Dr. Cid asked Mo to describe some of the other auditory memories that made her feel defeated.

She closed her eyes. I watched her hands dance and fidget in her lap. “Their laughing and whooping while they were shooting them…. The way the kids were wailing. Begging for their lives.” She was struggling. Being so brave. “And the fire alarm. It just kept screaming, you know? All the time I was hiding inside the … I remember thinking at one point, well, if they find me and kill me, I won’t have to hear that alarm anymore.”

We sat there in silence, the three of us.

It was Dr. Cid who finally spoke. “Maureen, when you remember these terrible sounds, what effect does it have on you?”

“It’s like … there’s this wave coming toward me, but there’s nothing I can do about it. And then it reaches me, crashes over me and … and I’m done for another day. I just give up. Give in to it. Because how do you stop a wave?”

“You don’t,” Dr.
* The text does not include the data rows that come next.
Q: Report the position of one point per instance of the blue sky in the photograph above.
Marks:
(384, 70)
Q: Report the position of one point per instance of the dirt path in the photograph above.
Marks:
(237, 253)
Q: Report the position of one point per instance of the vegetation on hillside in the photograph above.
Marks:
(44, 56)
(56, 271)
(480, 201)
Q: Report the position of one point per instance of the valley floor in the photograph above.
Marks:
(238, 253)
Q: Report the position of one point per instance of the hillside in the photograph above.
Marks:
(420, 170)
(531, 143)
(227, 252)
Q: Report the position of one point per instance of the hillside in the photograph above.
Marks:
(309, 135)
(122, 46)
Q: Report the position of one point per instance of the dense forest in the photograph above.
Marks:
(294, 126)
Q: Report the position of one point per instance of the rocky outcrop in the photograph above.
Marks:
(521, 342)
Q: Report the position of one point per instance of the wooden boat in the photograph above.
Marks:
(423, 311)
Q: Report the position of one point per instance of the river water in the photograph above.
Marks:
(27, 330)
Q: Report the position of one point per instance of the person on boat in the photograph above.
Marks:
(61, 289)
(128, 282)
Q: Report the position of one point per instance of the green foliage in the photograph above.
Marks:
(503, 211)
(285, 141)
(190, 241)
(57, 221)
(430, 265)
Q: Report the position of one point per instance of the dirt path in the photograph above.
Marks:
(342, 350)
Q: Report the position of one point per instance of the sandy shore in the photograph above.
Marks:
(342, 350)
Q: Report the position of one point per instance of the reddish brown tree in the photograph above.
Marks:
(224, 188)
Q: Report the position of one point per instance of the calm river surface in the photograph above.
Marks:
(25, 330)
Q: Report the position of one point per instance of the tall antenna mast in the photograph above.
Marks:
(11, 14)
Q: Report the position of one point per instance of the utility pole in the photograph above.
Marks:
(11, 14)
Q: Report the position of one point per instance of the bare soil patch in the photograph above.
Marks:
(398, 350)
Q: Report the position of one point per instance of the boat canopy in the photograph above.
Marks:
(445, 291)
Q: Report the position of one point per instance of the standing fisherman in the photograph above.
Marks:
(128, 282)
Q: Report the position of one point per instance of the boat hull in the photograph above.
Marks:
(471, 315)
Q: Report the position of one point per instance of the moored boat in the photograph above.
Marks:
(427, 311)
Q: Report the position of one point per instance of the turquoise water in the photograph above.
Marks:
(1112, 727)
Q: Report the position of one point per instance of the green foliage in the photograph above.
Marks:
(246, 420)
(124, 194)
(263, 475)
Cid said. “And you’re wise to recognize your powerlessness to do so. But what you
can
do is learn how to
negotiate
this wave. Work within the context of its inevitability.” When she was a little girl living in Cuba, she said, her older brothers taught her
how to manage the surf. She learned that, as a wave approached, she needed, first of all, to calculate whether it was going to break over her, or pass by her and
then
crest. If the latter was the case, she could spring upward and bob above the swell. Or, she could make her body rigid and lean into the curl. Ride the wave in to the shore, and then stand, adjust her swimsuit, and return again to deeper water. But if the wave was about to break against her, she said, the best plan was to face it head-on. Take a gulp of air and stick her head right into it. Better that than to be battered by it, lifted off her feet and sent tumbling and choking on sea water.

Maureen rolled her eyes. “Well, if I ever go swimming in Cuba, I guess I’ll know what to do.”

“Mo, stop it,” I said. “She means—”

But Dr. Cid put her hand up like a traffic cop. “Maureen’s an intelligent woman,” she said. “I think she understands the metaphor. And if she needs to resist it, that’s okay, too.”

We had been booked for a double session, and near the end of those hundred minutes, Dr. Cid shared her conclusions with us. Maureen’s symptoms indicated that she was certainly suffering from acute-phase posttraumatic stress disorder. If they were to continue working together, her goal would be to help Maureen manage her stressors so that she could avoid advancing to chronic PTSD. “This needn’t be a life sentence,” she said. “For either of you.”

I asked her to describe what Mo’s treatment would be like.

“A mix,” she said. “Talk therapy, instruction in relaxation techniques, medication. And perhaps, down the line, a session or two with an Ericksonian hypnotherapist.”

Maureen shook her head emphatically. “I am
not
having anyone hypnotize me.”

“So noted,” Dr. Cid said. “But that’s a common misconception about hypnosis: that someone else does it
to
you. In actuality, all hypnosis is self-hypnosis. Now let’s talk about medication.”